"Platforma to mieli być ci nowi, młodzi, przystojni. Wspieraliśmy tę partię, bo mieliśmy dość tego, co wyprawiali ludzie z PiS - Kaczyński, Ziobro, Brudziński… Teraz okazało się, że ci młodzi, przystojni z PO nie zaproponowali niczego nowego. Staliśmy się ofiarą imaginacji na temat PO" - mówi Zbigniew Hołdys w Przesłuchaniu w RMF FM. "Oni byli inni, chodzili na nasze koncerty. Dziś Polacy zorientowali się, że tym młodym, innym, z którymi wiązaliśmy nadzieje, kultura jest zupełnie obca" - dodaje. "Platforma dokonała wielu ordynarnych fauli. Dziś walczy o swój elektorat, a nie o Polskę. PO? PiS? Nie dałbym im dziś żadnej szansy" - podkreśla.

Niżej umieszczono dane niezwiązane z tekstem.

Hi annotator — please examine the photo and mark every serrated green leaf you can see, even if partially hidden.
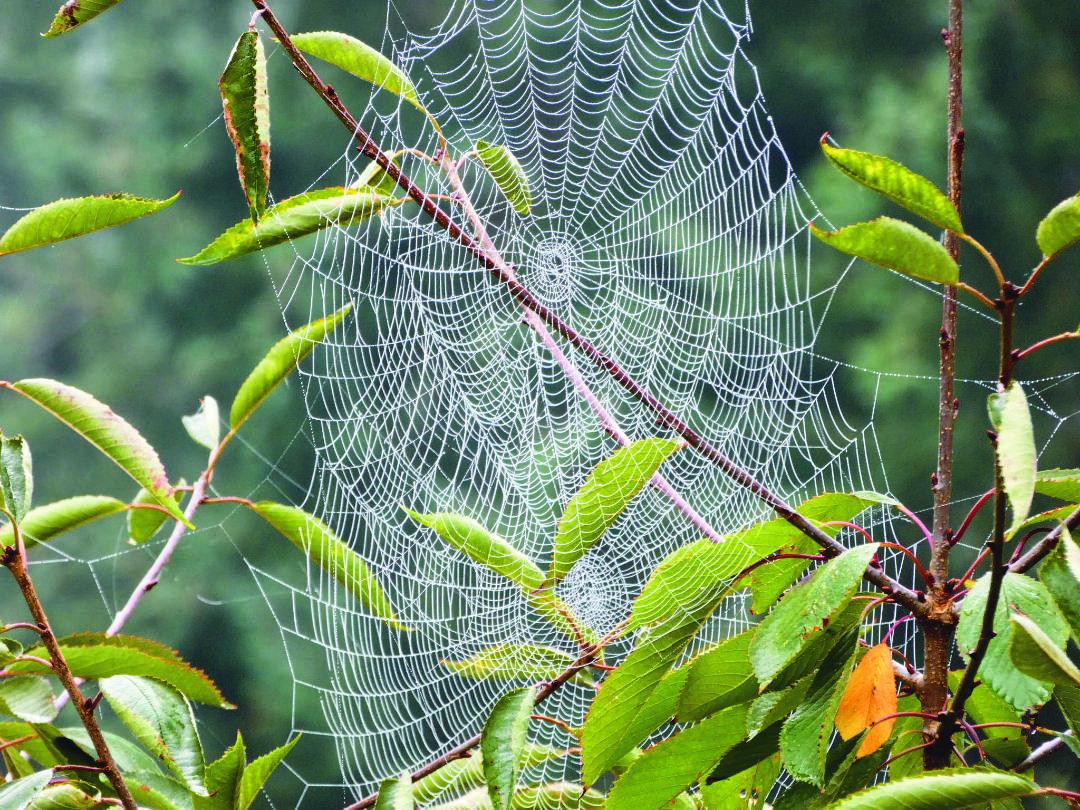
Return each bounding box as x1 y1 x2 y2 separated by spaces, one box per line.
0 769 53 810
375 771 416 810
252 501 408 630
235 733 300 810
810 217 960 286
218 30 270 222
0 675 56 723
956 573 1069 711
0 433 33 523
1039 525 1080 638
438 644 591 684
0 495 127 549
180 394 221 450
581 603 716 784
11 633 234 708
829 768 1039 810
293 31 428 116
229 301 352 431
127 481 184 545
476 140 532 216
543 438 685 588
0 191 180 256
177 187 387 265
1009 613 1080 686
988 380 1038 537
480 687 536 810
750 543 878 688
1035 194 1080 258
402 507 543 591
605 706 746 810
11 379 194 528
821 139 963 233
98 675 207 796
676 627 758 723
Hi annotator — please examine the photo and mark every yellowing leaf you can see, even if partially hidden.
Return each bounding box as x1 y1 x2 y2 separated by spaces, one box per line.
836 644 896 757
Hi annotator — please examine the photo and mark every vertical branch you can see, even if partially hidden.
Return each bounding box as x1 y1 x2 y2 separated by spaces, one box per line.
919 0 963 770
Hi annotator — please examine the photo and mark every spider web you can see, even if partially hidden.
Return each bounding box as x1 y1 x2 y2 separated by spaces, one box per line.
238 0 1062 806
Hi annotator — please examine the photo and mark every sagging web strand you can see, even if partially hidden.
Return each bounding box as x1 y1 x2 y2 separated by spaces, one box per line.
257 0 907 795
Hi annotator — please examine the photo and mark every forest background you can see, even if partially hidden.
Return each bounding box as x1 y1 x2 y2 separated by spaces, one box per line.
0 0 1080 799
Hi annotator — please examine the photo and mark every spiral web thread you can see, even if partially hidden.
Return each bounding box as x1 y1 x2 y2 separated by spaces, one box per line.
245 0 1064 806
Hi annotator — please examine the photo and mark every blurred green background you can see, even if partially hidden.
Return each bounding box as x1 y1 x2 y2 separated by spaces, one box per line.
0 0 1080 806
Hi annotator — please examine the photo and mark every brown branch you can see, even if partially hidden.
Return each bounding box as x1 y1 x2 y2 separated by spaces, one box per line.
252 0 926 613
0 545 136 810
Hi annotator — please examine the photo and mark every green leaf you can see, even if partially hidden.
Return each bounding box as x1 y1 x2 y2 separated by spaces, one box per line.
438 644 591 684
402 507 543 591
821 138 963 233
676 627 758 723
480 687 536 810
605 706 746 810
252 501 408 630
180 394 221 450
810 217 960 286
177 187 387 265
98 675 207 796
0 769 53 810
1035 194 1080 258
1009 613 1080 686
750 543 878 687
235 734 300 810
1035 470 1080 503
229 301 352 431
829 768 1039 810
544 438 685 588
375 771 416 810
988 380 1038 537
0 191 180 256
0 433 33 523
413 743 567 806
0 495 127 549
10 633 234 708
780 629 859 787
127 481 184 545
218 30 270 222
192 731 247 810
5 379 194 528
581 603 716 784
1039 524 1080 638
0 671 56 723
476 140 532 216
956 573 1069 711
293 31 428 116
701 756 780 810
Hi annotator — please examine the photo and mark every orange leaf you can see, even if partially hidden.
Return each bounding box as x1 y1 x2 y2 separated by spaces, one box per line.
836 644 896 757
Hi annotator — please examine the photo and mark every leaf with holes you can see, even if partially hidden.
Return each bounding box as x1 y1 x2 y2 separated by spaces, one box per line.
0 495 125 549
2 379 194 529
1035 194 1080 258
98 675 207 796
810 217 960 286
229 302 352 431
836 644 896 757
476 140 532 216
293 31 430 117
821 136 963 233
252 501 408 630
480 686 536 810
988 380 1038 537
218 30 270 222
543 438 686 588
0 191 180 256
177 187 387 265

Mariusz Piekarski: W Chorzowie Platforma, w Sosnowcu PiS. Obie partie wybierają szefów. Gdzie bardziej zwrócone są oczy Zbigniewa Hołdysa?
Zbigniew Hołdys: Czyli jedni na Śląsku, drudzy w Zagłębiu... to już o czymś świadczy. Szczerze powiem, że nie interesuje mnie już to tak bardzo. Ciekawsze będzie pewnie to, co się stanie w Platformie, bo ja tam widzę cień szansy - ale to jest tylko moja wyobraźnia, moja imaginacja.
Szansy na co?
Ja jako dziecko komunizmu byłem wychowany w systemie niereformowalnym kompletnie, przy władcach, którzy musieli upadać od chorób, obaleń i tym podobnych rzeczy... Byłem wychowany również w Stanach Zjednoczonych, obserwując tam wybory. Nie ma lepszej metody na razie na świecie jak solidne prawybory partyjne. Solidne. Jeżeli Schetyna by się zgodził i wystartował z pełną mocą, to to dla Platformy oznaczałoby dwie rzeczy: rzeczywistą walkę o program - nie tylko o pozycję, ale o program - i rozbudzenie na nowo ognia wokół tej partii. Ale to się pewnie nie stanie.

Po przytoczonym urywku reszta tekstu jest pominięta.